Somatic cell nuclear transfer (SCNT) still retains important limitations. Impaired epigenetic reprogramming is considered responsible for altered gene expression and developmental failure in SCNT-derived embryos. After nuclear transfer the donor cell nucleus undergoes extensive changes in gene expression that involve epigenetic modifications and chromatin remodeling. We hypothesized that SNF2-type ATP-dependent chromatin factors contribute to epigenetic reprogramming and the relative amount of these factors in the donor cell affects developmental potential of the reconstructed embryos. In order to test this hypothesis, we assessed the relative amount of SNF2-type ATPases (Brahma, Brg1, SNF2H, SNF2L, CHD3, and CHD5) in three different donor cells as well as in porcine metaphase II oocytes.
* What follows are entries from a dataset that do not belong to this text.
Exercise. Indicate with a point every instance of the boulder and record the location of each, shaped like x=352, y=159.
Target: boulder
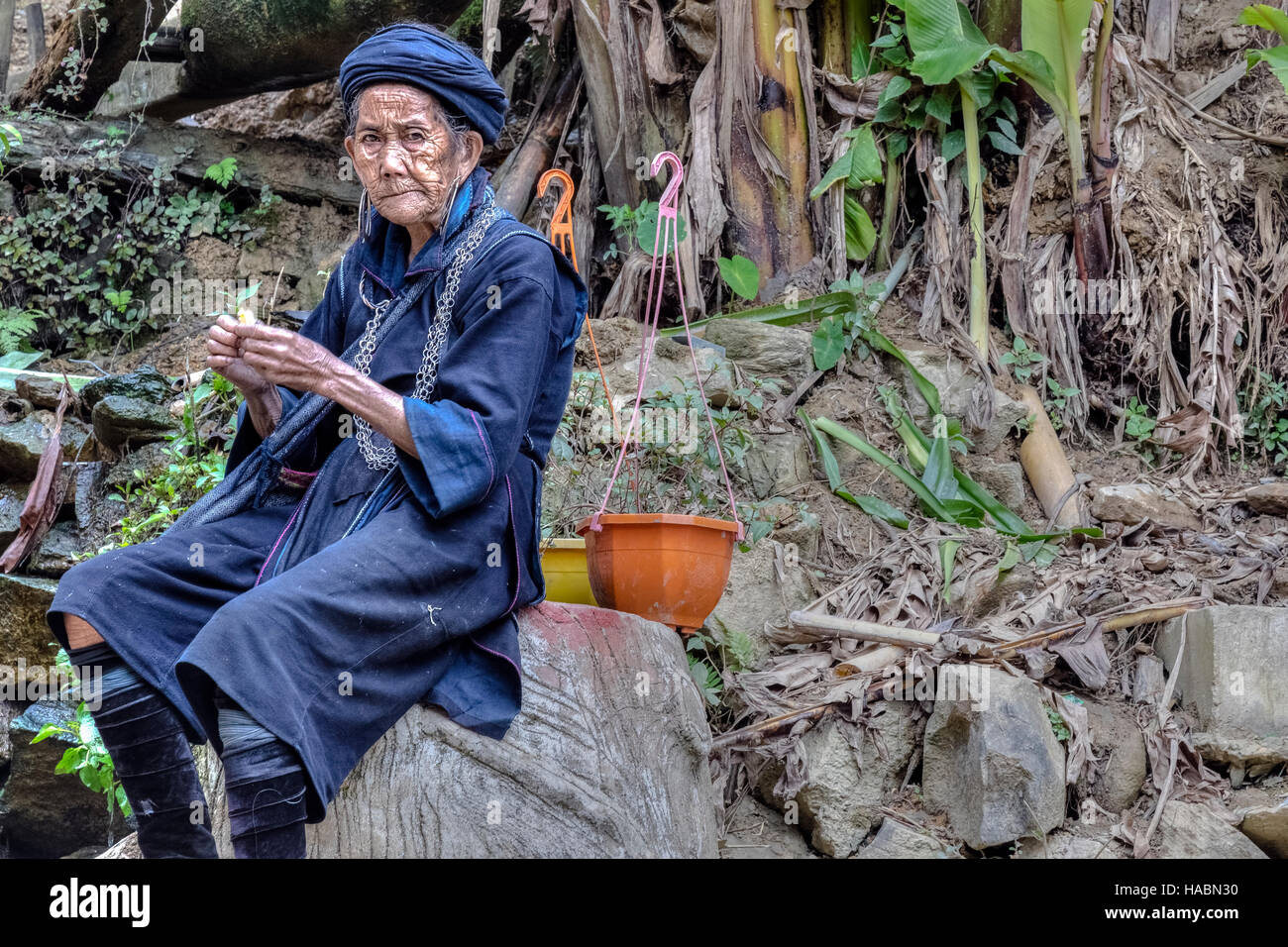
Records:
x=43, y=813
x=1269, y=499
x=758, y=831
x=846, y=787
x=777, y=463
x=764, y=351
x=146, y=463
x=22, y=444
x=42, y=392
x=1124, y=764
x=1263, y=818
x=120, y=421
x=13, y=495
x=26, y=642
x=993, y=764
x=145, y=382
x=608, y=758
x=1134, y=502
x=669, y=369
x=956, y=380
x=897, y=840
x=1076, y=841
x=1194, y=830
x=755, y=596
x=58, y=552
x=1232, y=676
We performed SCNT with fetal fibroblast cells, olfactory bulb (OB) progenitor cells, and porcine skin originating sphere stem cells (PSOS). We found that OB-NT embryos and PSOS-NT embryos resulted in a higher morulae/blastocysts ratio as compared to fibroblast-NT embryos (23.53%, 16.98%, and 11.63%, respectively; P < 0.05). Fibroblast cells contained a significantly higher amount of SNF2L and CHD3 transcripts while Brg1 and SNF2H were the most expressed transcripts in all the cell lines analyzed. Metaphase 11 oocyte expression profile appeared to be unique compared to the cell lines analyzed. This work supports our hypothesis that an array of chromatin-remodeling proteins on donor cells may influence the chromatin structure, effect epigenetic reprogramming, and developmental potential. Mol. Reprod. Dev. 75: 766-776, 2008. (C) 2008 Wiley-Liss, Inc.